Inevitably it would be quite arbitrary to simply set a number as a maximum for the behavioral tests performed on an animal in their lifetime. This number strongly depends on numerous factors ranging from the housing conditions, handling, stress exposure and animal’s genetic line to the nature and intensity of the behavioral tests already performed.
References
- M. Weinstock, Prenatal stressors in rodents: Effects on behavior, Neurobiol. Stress. 6 (2017) 3–13. doi:10.1016/j.ynstr.2016.08.004.
- H. Shoji, K. Takao, S. Hattori, T. Miyakawa, Age-related changes in behavior in C57BL/6J mice from young adulthood to middle age, Mol. Brain. 9 (2016) 1–18. doi:10.1186/s13041-016-0191-9.
- V. Võikar, E. Vasar, H. Rauvala, Behavioral alterations induced by repeated testing in C57BL/6J and 129S2/ Sv mice: Implications for phenotyping screens, Genes, Brain Behav. 3 (2004) 27–38. doi:10.1046/j.1601-183X.2003.0044.x.
- H.V. Lad, L. Liu, J.L. Paya-cano, M.J. Parsons, R. Kember, C. Fernandes, et al., Behavioural battery testing: Evaluation and behavioural outcomes in 8 inbred mouse strains, Physiol. Behav. 99 (2010) 301–316. doi:10.1016/j.physbeh.2009.11.007.
- K.L. Mcilwain, M.Y. Merriweather, L.A. Yuva-paylor, R. Paylor, The use of behavioral test batteries : Effects of training history, Physiol.

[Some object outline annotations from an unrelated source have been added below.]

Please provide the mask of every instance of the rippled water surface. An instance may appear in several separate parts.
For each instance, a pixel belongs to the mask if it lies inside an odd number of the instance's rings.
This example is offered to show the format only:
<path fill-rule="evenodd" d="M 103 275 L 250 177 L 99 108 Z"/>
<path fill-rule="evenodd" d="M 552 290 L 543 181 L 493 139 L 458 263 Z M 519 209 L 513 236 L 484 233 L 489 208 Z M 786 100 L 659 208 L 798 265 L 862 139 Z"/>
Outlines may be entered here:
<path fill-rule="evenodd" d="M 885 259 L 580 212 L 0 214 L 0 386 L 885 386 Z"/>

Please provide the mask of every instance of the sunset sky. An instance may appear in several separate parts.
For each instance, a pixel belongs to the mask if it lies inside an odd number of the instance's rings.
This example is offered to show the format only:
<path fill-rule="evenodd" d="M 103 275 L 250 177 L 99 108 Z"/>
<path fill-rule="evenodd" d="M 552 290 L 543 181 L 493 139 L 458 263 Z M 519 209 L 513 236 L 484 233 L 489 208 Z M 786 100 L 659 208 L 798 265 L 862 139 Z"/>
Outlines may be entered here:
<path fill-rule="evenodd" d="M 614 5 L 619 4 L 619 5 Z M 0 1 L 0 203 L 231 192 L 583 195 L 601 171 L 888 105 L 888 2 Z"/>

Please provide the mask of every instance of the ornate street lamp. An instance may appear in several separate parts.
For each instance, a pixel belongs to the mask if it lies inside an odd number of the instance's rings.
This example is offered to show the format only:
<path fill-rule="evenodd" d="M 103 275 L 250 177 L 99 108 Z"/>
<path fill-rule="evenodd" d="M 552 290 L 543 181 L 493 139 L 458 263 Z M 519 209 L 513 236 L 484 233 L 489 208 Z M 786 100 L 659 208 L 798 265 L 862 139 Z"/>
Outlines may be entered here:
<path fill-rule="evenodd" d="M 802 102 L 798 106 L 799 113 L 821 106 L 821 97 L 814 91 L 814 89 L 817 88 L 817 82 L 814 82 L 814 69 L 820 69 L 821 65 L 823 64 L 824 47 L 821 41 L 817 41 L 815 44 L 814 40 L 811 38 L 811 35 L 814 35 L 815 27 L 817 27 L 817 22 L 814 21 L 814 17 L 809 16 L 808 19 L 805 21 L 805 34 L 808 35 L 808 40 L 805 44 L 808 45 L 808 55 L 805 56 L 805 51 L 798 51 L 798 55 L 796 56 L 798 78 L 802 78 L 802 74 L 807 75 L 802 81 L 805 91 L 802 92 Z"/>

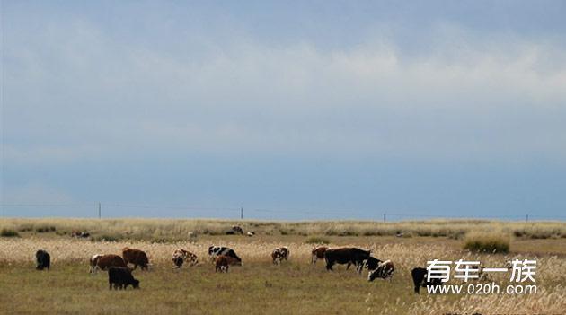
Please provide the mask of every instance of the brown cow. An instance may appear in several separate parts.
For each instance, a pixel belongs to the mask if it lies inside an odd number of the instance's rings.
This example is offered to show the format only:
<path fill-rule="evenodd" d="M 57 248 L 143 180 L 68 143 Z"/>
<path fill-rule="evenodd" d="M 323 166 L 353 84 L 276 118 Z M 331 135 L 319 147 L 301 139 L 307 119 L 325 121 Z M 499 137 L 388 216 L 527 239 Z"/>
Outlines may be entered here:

Behav. 73 (2001) 705–717.
- L.E. Gonzalez, S.E. File, A Five Minute Experience in the Elevated Plus-Maze Alters the State of the Benzodiazepine Receptor in the Dorsal Raphe Nucleus, J. Neurosci. 17 (1997) 1505–1511. http://www.jneurosci.org/content/17/4/1505
- R. Adamec, T. Shallow, Effects of baseline anxiety on response to kindling of the right medial amygdala, Physiol. Behav. 70 (2000) 67–80. doi:10.1016/S0031-9384(00)00247-X.
- J.A. Kennard, D.S. Woodruff-Pak, Age sensitivity of behavioral tests and brain substrates of normal aging in mice, Front. Aging Neurosci. 3 (2011) 1–22. doi:10.3389/fnagi.2011.00009.